Rio de Janeiro, Brasil, 1992

A bela cidade à beira-mar, já tão habituada a receber turistas do mundo todo, encontrava-se ainda mais cheia naqueles dias de junho. O motivo era ali ser realizada a Conferência das Nações Unidas sobre o Meio Ambiente e o Desenvolvimento, mais conhecida como “ECO-92”. Tendo palco no moderno centro de convenções do Riocentro, no bairro da Barra da Tijuca, o evento buscava reunir o máximo possível de líderes mundiais para discutir questões relativas ao meio ambiente – assunto muito em pauta no despontar daquela década – como poluição, preservação dos recursos naturais, mudanças climáticas e outros tópicos que necessitavam ser analisados com extrema importância, dado o desenvolvimento inconseqüente adotado por várias nações industriais sem qualquer preocupação relativa ao bem-estar das vindouras gerações.

         O contexto político do período também representava mudanças. No final do ano anterior, esfacelara-se a União Soviética, marcando o fim do “socialismo real” na Rússia e suas repúblicas, além dos estados do Leste Europeu. O Muro de Berlim caíra, levando ao retorno de uma só Alemanha, as ditaduras comunistas se abriam... A infame Guerra Fria chegara ao fim.

         Inúmeros dirigentes de países ricos e pobres circulavam pelos pavilhões do local, sob os flashes de câmeras e reivindicações de grupos ambientalistas. A segurança dos estadistas e outros participantes da conferência vinha sendo garantida pelo Exército, deslocado em peso para o Rio. Outras medidas foram adotadas na cidade para melhorar sua imagem, como garantir que os estrangeiros só fizessem uso de vias de acesso longe da vista de favelas e expulsando mendigos das ruas – o que gerava um questionamento sobre se convenções como aquela realmente se propunham a solucionar problemas ou apenas dar a entender à população que se fazia algo...

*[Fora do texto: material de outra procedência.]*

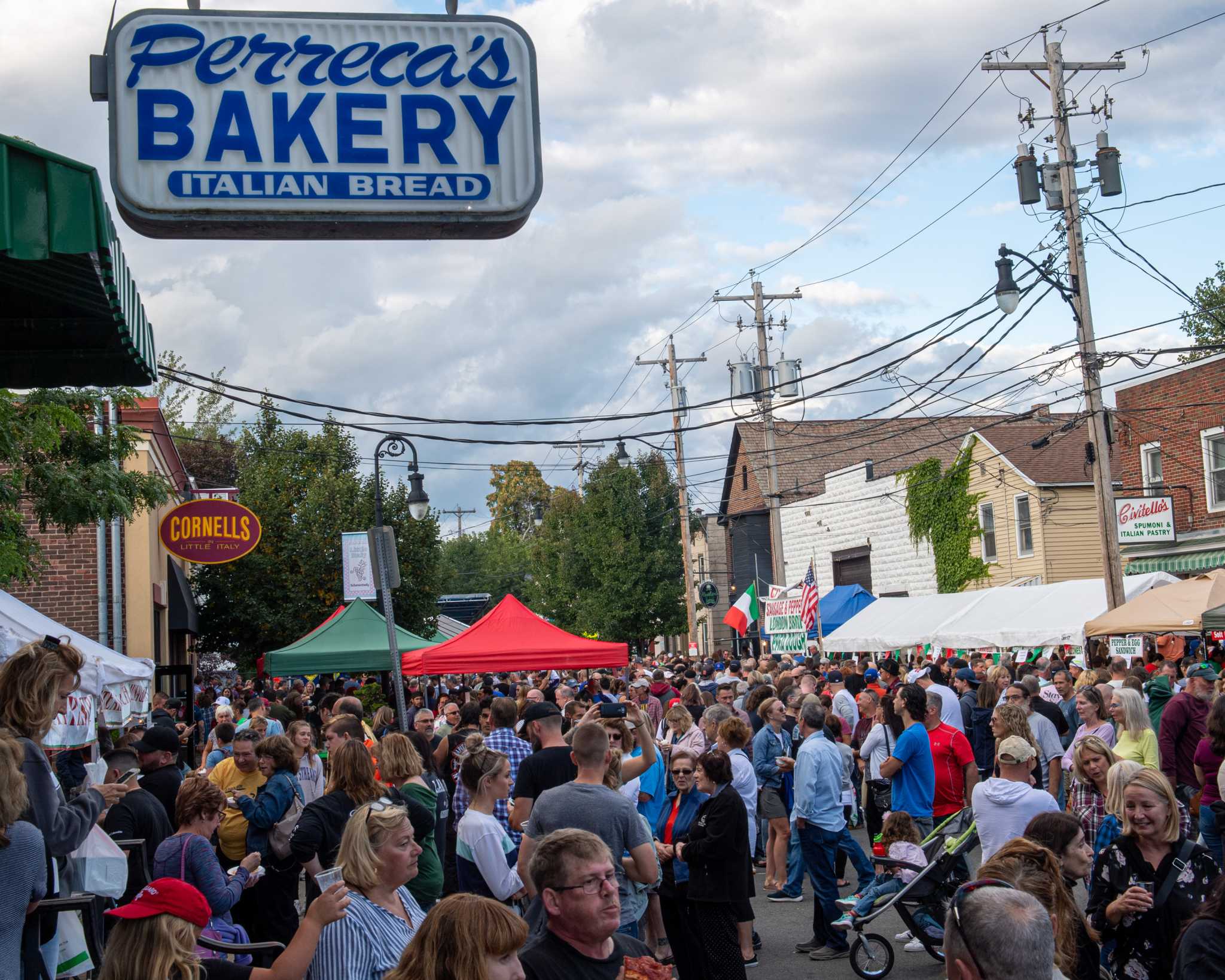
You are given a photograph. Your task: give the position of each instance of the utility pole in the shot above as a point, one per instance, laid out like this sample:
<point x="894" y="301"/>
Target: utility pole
<point x="578" y="446"/>
<point x="458" y="512"/>
<point x="763" y="398"/>
<point x="1090" y="369"/>
<point x="671" y="364"/>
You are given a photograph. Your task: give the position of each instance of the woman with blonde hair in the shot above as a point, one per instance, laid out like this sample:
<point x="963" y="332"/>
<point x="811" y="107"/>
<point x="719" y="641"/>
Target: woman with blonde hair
<point x="36" y="684"/>
<point x="1148" y="884"/>
<point x="401" y="767"/>
<point x="1032" y="868"/>
<point x="465" y="938"/>
<point x="1135" y="738"/>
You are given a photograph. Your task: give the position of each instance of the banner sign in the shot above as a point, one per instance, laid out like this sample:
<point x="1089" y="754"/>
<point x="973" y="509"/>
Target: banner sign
<point x="210" y="532"/>
<point x="1128" y="646"/>
<point x="77" y="727"/>
<point x="124" y="700"/>
<point x="356" y="569"/>
<point x="1144" y="520"/>
<point x="322" y="125"/>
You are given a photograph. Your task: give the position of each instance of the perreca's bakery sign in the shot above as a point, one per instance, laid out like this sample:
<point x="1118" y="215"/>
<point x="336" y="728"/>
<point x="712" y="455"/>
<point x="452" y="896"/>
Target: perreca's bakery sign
<point x="294" y="125"/>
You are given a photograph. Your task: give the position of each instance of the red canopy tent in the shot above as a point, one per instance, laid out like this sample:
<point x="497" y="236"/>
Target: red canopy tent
<point x="513" y="637"/>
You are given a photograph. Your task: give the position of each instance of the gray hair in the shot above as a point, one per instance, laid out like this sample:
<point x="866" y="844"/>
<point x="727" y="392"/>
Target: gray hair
<point x="1023" y="951"/>
<point x="813" y="714"/>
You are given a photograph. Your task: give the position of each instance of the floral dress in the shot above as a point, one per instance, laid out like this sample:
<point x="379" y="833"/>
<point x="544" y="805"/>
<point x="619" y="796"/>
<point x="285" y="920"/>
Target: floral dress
<point x="1143" y="947"/>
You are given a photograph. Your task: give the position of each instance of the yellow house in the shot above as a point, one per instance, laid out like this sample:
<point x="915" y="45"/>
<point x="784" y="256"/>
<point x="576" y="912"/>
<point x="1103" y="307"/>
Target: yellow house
<point x="1037" y="506"/>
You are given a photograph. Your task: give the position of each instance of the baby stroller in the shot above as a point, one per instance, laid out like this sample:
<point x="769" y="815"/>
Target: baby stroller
<point x="931" y="890"/>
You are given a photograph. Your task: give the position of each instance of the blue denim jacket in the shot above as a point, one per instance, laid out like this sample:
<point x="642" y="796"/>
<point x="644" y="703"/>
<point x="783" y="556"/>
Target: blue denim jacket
<point x="269" y="806"/>
<point x="690" y="803"/>
<point x="766" y="750"/>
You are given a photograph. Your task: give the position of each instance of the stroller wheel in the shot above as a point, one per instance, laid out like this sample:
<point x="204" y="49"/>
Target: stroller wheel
<point x="871" y="956"/>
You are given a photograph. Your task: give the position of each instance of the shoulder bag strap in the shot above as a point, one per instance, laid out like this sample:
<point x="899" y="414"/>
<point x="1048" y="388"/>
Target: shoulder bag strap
<point x="1171" y="876"/>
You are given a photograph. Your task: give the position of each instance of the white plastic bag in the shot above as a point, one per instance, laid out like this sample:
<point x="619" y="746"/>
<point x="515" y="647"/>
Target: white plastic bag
<point x="74" y="958"/>
<point x="99" y="866"/>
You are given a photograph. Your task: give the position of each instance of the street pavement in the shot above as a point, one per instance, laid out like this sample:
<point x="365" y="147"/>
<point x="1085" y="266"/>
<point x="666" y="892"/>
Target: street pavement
<point x="783" y="924"/>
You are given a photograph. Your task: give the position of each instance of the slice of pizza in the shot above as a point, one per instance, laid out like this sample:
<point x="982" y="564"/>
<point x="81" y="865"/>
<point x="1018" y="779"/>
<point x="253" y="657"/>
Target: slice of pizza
<point x="646" y="968"/>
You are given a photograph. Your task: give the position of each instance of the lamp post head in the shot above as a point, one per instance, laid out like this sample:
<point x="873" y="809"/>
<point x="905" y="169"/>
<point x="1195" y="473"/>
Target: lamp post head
<point x="418" y="500"/>
<point x="1007" y="294"/>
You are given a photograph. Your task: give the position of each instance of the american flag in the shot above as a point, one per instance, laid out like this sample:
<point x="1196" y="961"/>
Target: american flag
<point x="809" y="601"/>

         Em meio às incontáveis palestras e reuniões tratando dos temas envolvidos no encontro, também tinham destaque as apresentações de novas tecnologias, propondo o uso de recursos naturais sem efeitos nocivos à natureza. Num dos amplos auditórios do lugar, suas cadeiras praticamente lotadas, homens de terno e jaleco assistiam à exposição de um cientista de origem japonesa, que, de pé atrás de um balcão de madeira, falava com base numa apresentação de slides projetada sobre uma tela ao seu lado, bem diante dos ouvintes.

         - Senhoras e senhores, o momento é de reflexão, e as palavras de ordem, “desenvolvimento sustentável”. Chegou a hora de as nações buscarem caminhos para continuar enriquecendo sem colocar em risco o meio ambiente, como vem ocorrendo indiscriminadamente desde o início da Revolução Industrial. Dentro dessa linha de pensamento, devemos nos preocupar também com nossas fontes de energia. A queima de combustíveis fósseis, entre os quais carvão e petróleo, lança gases nocivos à atmosfera, aumentando a temperatura terrestre. As hidrelétricas, ainda que limpas em seu funcionamento, alagam vastas regiões para a formação das represas, prejudicando a fauna e a flora. Apesar de bastante eficiente e dita igualmente limpa, a energia nuclear gera lixo radioativo, com o qual ainda não sabemos ao certo como lidar; e existe em paralelo o risco de vazamento ou explosão de reatores: Chernobyl, há seis anos, mostrando-se o melhor exemplo. Nenhuma dessas fontes energéticas possui cem por cento de aproveitamento ou é plenamente renovável. Alternativas como as energias eólica e solar infelizmente ainda são ínfimas e incapazes de atender à demanda mundial. Urgimos por novas opções.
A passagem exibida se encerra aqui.